Ya había advertido Hegel que el alma bella podía degenerar en un fruto podrido del narcisismo; en un estado enfermizo que convierte su causa en valor absoluto, cerrándose al diálogo intersubjetivo (“arde consumiéndose en sí misma”, sentenció el pensador suabo en su Fenomenología del espíritu). Más tarde, Nietzsche tildó a estos espíritus de “áureas mediocridades” (El crepúsculo de los ídolos); de inadaptados para sumirse en la corriente de la vida, ante la cual solo pueden ofrecer la falsa presunción de su integridad moral. En estas críticas se percibe la actualidad de la figura: no son estas almas meras anécdotas suspendidas en la atemporalidad del cosmos literario, sino mentalidades del antes y el ahora, sujetos especialmente inclinados a la fanatización. 

Como si ya hubiera adivinado el chaparrón de descalificaciones que podía caerle encima al bueno de Kohlhass (y no precisamente por parte de sus antagonistas, los señores feudales de la Alemania rural del siglo XVI), Kleist quiso cargar la insumisión de su personaje de trascendencia política, y más aún revolucionaria, en términos que bien podrían asumir quienes tomaron al asalto la Bastilla en 1789. Así, el protagonista confirma “el deber ineludible de procurarse para sí mismo reparación por el desafuero sufrido, y para sus conciudadanos, garantías ante otros futuros”, y a continuación remacha: “No deseo vivir en un país donde se me desproteja en mis derechos. ¡Antes perro que hombre, si han de pisotearme!”. Al hilo de estas afirmaciones llegamos a la segunda moraleja de la historia, que atañe al ensalzamiento del triunfo moral, superior a cualquier otro don. Gracias a la mediación del sino trágico, la vida adquiere una dimensión sublime, digna de la obra de arte (literaria en este caso). Al igual que Sócrates y Séneca, ante la diatriba de conservarse físicamente –incluso cuando se considera el noble fin del cuidado de la prole– o erigirse en ejemplo de una muerte digna, Kohlhass escoge la segunda opción, porque morir no reporta en este caso desgracia, pérdida ni final, sino trascendencia, esa gran obsesión de la especie.

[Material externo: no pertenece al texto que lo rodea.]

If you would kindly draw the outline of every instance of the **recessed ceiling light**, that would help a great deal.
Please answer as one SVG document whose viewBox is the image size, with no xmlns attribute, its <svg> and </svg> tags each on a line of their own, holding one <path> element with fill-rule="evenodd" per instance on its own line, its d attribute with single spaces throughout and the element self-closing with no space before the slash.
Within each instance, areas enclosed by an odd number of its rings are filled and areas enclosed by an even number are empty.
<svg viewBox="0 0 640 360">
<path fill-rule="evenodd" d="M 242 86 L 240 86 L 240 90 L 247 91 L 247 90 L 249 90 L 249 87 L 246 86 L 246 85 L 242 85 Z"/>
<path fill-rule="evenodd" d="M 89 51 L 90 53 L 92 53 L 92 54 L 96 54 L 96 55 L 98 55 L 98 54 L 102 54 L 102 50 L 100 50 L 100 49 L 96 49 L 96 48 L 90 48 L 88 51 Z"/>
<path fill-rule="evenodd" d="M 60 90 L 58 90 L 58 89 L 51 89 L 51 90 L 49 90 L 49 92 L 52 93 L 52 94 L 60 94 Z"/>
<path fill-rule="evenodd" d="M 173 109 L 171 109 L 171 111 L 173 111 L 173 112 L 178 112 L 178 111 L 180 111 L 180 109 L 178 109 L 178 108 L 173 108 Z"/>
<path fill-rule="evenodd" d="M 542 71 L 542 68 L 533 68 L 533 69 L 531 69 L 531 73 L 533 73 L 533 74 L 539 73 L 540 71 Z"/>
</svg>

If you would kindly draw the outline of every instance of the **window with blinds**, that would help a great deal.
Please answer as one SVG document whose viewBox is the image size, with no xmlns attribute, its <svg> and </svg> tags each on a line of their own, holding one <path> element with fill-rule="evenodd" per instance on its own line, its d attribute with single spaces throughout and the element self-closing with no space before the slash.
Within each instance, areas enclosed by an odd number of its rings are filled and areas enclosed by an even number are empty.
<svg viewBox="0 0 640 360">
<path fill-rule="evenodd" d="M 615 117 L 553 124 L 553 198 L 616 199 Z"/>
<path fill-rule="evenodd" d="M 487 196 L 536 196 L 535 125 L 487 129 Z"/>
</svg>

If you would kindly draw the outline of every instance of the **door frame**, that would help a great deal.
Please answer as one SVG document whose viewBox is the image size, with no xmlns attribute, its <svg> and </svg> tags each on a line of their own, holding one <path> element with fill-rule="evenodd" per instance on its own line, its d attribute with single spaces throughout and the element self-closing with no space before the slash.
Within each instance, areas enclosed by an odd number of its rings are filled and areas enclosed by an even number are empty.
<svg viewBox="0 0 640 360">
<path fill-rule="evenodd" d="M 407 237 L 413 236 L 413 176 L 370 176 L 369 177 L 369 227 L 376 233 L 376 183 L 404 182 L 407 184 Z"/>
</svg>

Esta subordinación de la realidad a los principios, y de la propia vida al ideal, hermana a personaje y autor. La biografía de Kleist está cargada de peripecias y renuncias tan heroicas como teatrales. El autor dejó la carrera de las armas, de larga tradición familiar, para consagrarse al estudio de la filosofía y las matemáticas, y también al amor de la hermosa Wilhelmine Von Zenge; las primeras no le abandonaron nunca, la segunda quedó plantada por el propio Kleist –no sin antes haberle dedicado ardientes versos– porque le prometía “la felicidad doméstica, mas no la gloria literaria”. El desgarro fue doble, porque nuestro arrebatado autor también rompió con su libro de cabecera, la Crítica de la razón pura de Immanuel Kant, para en adelante honrar la verdad oculta en el sentimiento como “metafísico núcleo inicial”, querencia más tarde fortalecida con la lectura de las obras de Rousseau, de quien asimiló la imagen del hombre bondadoso del estado natural, pervertido a lo largo de la historia por los usos sociales. Prototipo del artista romántico de carácter inestable y sensibilidad atormentada, Kleist se quitó la vida a orillas del lago de Wannsee, cerca de Berlín, junto con su amante y musa Adolphine Vogel, condenada a muerte de antemano por el cáncer que padecía. Abandonó este mundo en el absoluto anonimato, pero la filología germana del siglo XX rescató su memoria y hoy lo ensalza cual autor clásico.